Thanks for reading and have a great day.
Monday, December 31, 2012
New Year's resolutions are stupid. Who ever started this ridiculous concept? The idea is one is to vow to do something good next year. To start a good behavior or eliminate a bad behavior - because it is, after all, a NEW year coming up.
Stop smoking, start exercising, eat better quality food, be kinder to others - the list can go on and on.
I never understood this notion. Even when I was a little kid, I remember thinking. "What is so special about any given NEW year? If we want to do something differently, we can do it today or tomorrow, or one hour from now, or right now".
We humans can change for the better. All it takes is a little introspection, thought and determination.
What is it that's stopping you from living a better life? Think about the things which are doing that, and make an honest effort to alter or stop those bad behaviors.
If you use the 'New Year's Resolution' plan, you are destined for failure. Because the plan demands you make a resolution for the "new year" and stick to it. If you fail, you're done for.... until next year when you can try again. At least, that's the way I see the NYR plan.

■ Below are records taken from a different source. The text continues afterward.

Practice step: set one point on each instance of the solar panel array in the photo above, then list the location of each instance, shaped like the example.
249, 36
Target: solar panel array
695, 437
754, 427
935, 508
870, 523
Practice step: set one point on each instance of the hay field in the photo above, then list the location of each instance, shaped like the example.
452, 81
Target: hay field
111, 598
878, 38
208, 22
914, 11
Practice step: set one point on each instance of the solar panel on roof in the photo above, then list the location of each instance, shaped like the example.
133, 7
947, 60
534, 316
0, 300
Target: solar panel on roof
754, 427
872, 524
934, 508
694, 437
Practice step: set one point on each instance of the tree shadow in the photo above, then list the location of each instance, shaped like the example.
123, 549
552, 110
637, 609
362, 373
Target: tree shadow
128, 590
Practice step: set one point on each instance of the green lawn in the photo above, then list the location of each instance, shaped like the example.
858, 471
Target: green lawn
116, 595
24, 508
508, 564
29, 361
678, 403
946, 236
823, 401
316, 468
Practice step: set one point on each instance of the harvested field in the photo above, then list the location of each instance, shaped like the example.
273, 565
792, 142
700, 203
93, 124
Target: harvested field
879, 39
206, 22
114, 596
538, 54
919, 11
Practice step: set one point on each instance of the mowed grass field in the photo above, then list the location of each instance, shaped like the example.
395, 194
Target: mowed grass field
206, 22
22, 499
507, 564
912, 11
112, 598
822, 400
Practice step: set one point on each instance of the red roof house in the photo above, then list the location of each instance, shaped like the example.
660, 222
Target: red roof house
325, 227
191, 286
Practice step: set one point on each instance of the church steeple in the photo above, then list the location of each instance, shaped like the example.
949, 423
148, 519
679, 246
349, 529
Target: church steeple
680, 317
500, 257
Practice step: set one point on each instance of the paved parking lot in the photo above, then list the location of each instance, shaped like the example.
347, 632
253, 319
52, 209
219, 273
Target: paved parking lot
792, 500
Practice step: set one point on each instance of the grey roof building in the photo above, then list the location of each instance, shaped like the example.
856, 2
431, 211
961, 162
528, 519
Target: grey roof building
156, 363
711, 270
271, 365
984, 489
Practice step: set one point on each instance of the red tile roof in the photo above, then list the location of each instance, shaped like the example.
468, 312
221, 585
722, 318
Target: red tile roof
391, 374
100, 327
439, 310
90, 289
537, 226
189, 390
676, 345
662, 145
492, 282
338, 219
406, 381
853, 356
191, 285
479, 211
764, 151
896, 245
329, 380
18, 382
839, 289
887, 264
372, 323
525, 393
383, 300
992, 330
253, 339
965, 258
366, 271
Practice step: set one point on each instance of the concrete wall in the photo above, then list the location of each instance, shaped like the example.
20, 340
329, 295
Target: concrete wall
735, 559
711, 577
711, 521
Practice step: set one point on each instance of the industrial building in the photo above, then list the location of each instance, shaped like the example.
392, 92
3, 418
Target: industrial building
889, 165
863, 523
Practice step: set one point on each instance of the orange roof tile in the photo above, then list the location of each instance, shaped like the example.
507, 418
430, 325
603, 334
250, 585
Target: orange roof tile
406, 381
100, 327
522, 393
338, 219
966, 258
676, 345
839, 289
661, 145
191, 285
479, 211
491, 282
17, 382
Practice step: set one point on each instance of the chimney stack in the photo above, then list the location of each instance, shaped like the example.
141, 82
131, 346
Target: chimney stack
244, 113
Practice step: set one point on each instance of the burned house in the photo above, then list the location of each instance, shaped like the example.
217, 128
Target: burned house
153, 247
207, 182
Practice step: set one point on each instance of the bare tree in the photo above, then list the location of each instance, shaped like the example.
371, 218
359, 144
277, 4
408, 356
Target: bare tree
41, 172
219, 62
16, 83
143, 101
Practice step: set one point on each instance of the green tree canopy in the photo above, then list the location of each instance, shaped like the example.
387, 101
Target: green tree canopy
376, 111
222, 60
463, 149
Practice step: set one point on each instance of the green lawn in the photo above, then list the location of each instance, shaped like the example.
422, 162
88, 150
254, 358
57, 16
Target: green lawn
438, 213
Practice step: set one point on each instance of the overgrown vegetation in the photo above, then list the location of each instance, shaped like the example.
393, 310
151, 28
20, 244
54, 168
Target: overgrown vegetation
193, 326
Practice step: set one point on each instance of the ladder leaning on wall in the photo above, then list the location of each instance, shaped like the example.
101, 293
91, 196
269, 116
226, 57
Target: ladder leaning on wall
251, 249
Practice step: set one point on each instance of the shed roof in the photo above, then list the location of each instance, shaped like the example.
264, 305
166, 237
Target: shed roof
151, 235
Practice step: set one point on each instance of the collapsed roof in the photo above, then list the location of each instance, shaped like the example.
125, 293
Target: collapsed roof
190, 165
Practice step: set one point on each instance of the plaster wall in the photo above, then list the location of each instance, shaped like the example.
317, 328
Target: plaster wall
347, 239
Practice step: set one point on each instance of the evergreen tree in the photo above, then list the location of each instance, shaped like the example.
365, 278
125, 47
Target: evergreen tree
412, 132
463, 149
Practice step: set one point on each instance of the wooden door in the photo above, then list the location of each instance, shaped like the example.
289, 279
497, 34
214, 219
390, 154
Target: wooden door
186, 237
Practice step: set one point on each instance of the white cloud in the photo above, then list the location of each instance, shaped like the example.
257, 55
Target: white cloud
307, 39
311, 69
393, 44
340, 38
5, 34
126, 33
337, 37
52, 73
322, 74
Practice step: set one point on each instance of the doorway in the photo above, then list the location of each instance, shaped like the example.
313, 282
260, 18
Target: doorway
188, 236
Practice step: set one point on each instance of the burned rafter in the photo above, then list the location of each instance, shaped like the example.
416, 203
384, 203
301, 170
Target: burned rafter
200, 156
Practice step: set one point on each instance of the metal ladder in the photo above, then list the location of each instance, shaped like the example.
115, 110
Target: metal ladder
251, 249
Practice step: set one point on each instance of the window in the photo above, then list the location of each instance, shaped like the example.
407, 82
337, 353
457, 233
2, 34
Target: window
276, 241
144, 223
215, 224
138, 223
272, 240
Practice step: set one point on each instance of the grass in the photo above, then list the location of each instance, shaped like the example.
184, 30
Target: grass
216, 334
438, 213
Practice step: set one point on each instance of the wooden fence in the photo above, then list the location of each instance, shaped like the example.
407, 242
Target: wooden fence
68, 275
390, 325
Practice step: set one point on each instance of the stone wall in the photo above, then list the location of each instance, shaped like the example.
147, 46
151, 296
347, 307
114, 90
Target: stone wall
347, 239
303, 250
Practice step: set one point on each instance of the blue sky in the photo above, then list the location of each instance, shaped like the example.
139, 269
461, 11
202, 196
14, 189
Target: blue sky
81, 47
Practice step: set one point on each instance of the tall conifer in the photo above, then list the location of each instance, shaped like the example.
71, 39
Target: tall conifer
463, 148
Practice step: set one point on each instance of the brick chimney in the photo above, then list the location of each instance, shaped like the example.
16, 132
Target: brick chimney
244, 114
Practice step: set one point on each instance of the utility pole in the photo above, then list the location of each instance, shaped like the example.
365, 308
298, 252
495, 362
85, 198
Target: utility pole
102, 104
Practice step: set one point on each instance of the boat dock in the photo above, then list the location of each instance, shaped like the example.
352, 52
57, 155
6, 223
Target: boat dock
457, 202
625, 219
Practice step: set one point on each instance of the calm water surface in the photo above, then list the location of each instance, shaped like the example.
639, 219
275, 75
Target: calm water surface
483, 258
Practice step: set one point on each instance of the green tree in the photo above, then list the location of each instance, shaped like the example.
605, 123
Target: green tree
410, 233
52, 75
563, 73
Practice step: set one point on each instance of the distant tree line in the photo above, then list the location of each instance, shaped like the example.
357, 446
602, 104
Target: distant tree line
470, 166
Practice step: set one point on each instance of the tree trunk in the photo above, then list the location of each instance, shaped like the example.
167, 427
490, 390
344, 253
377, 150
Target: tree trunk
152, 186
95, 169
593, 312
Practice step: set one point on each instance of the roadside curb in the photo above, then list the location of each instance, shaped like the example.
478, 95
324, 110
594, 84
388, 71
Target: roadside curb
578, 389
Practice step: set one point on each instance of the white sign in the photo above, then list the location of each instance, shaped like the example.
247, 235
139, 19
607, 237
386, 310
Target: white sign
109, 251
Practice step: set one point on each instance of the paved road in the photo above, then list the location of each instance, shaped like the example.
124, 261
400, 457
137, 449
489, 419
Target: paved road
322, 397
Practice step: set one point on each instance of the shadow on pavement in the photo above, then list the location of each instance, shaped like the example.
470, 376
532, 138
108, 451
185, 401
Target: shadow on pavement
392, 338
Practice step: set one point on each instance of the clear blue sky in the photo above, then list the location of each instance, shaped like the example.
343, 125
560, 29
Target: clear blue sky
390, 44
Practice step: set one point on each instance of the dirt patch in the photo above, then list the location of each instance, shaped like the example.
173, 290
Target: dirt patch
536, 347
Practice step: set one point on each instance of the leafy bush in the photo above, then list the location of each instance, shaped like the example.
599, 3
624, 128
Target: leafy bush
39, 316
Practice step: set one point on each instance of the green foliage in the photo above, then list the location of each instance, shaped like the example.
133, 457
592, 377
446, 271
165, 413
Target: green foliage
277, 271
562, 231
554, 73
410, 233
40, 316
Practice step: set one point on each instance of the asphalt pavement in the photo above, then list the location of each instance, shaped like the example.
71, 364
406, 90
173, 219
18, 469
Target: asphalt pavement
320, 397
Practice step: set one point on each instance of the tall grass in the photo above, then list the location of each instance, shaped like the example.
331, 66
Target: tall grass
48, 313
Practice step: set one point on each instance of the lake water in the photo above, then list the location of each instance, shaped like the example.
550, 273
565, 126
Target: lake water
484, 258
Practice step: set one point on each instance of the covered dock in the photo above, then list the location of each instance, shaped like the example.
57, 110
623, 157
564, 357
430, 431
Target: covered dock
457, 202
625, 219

With "The Boilham Resolution Plan" (okay wiser men than I have suggested the Boilham plan as well) you just honestly try to not continue with your bad habits.
Make your resolution any time of any day. If and when you stumble a bit, you pick yourself up, dust yourself off, and start all over again. No need to wait another year to do the resolution thing.
You can make a change for the better. Try it now.
Thanks for reading and have a great new year in 2013.